Silicone composite coating promises to douse pole-top fire risk


Researchers from the RMIT University Melbourne School of Engineering and the University of New South Wales (UNSW) have developed a silicone rubber composite material that has improved the performance and safety of insulation materials for power poles at the lab scale.

Silicone rubber is widely used in electrical outdoor insulation applications due to its hydrophobic characteristics but its low flame and electrical surface discharge resistance present challenges in outdoor conditions.

The new silicone rubber composite material, comprising chopped fiberglass, aluminium hydroxide and a type of clay derived from volcanic ash as additives, has demonstrated high flame retardancy and surface discharge characteristics.

Analysis of the material published in the international journal Advanced Composites and Hybrid Materials shows the maximum average rate of heat emission in the material was measured at 24.93 kW/m2 compared to current commercial materials which measure at 61.29 kW/m2.

RMIT University Melbourne School of Engineering researcher Dr Tariq Nazir.

Image: Will Wright, RMIT University

RMIT University Vice-Chancellor’s Postdoctoral Fellow Dr Tariq Nazir said the material offers a potential solution for pole-top fires that pose significant challenges to power providers and communities worldwide.

“Dust and pollution builds up on power-line insulators, which enables electricity to spark and heat metal fixtures that can cause wooden power poles to catch fire,” he said.

“Our innovation could serve as a protective coating or paint for ceramic and glass insulators, providing extra defence against environmental factors such as moisture, pollution and fire,”

Nazir told pv magazine the composite material could save power companies time, maintenance resources and ultimately money.

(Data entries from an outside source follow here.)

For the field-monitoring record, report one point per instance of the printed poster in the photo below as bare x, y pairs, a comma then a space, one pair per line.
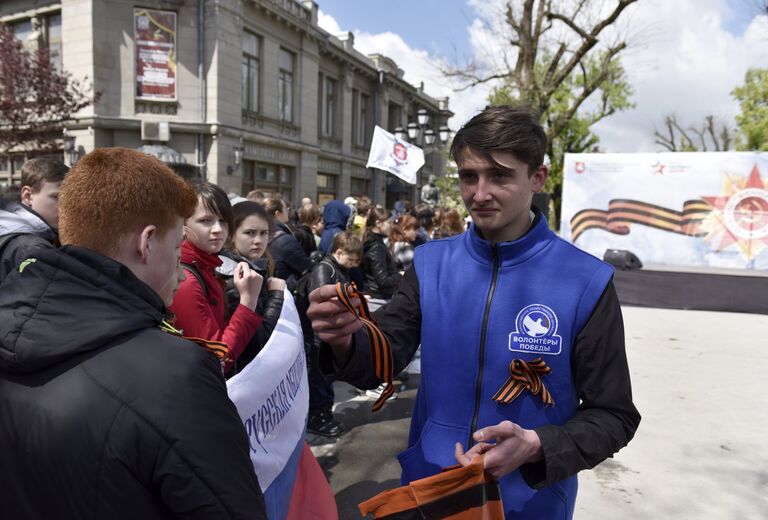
155, 44
699, 209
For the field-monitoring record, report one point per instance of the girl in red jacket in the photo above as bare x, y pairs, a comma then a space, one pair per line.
199, 304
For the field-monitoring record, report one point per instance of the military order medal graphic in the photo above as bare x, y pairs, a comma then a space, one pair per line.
536, 331
739, 216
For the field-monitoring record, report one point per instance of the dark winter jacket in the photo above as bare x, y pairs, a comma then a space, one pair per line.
290, 260
325, 271
269, 305
26, 232
201, 310
380, 267
306, 238
103, 414
335, 217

“One critical problem is our coastal overhead transmission lines where airborne particles like dust, soot and salt particles settle on the infrastructure and in a light rain the salt is electrically conducting current which can easily reach to the wooden pole and start a fire,” he said.

Western Power washing insulators on overhead power lines using helicopters.

Image: Western Power

In March, West Australian utility Western Power responded to 70 pole top fires that affected power supply to 47,000 homes and businesses in Perth and in September 2023 had washed and siliconed 12,732 insulators by helicopter in regional areas.

“Power utilities washing insulators on the overhead lines is a vital maintenance procedure, but if we apply our coating material it will save utilities time, money and maintenance resources, and while there are other coatings available in Australia, ours addresses not just discharge but fire resistance as well,” Nazir said.

The coating will soon undergo durability testing in preparation for commercialisation.

Image: Will Wright, RMIT University

The researchers said they are now looking to engage with fire-retardant coating manufacturers, electrical utilities, electrical insulation designers, manufacturers of electrical insulation products and regulatory agencies to further develop and prototype the material.

Nazir said he has already initiated talks with Flame Security International which has expressed interest in the large-scale production of the coating and will conduct durability tests and the regulatory and compliance process.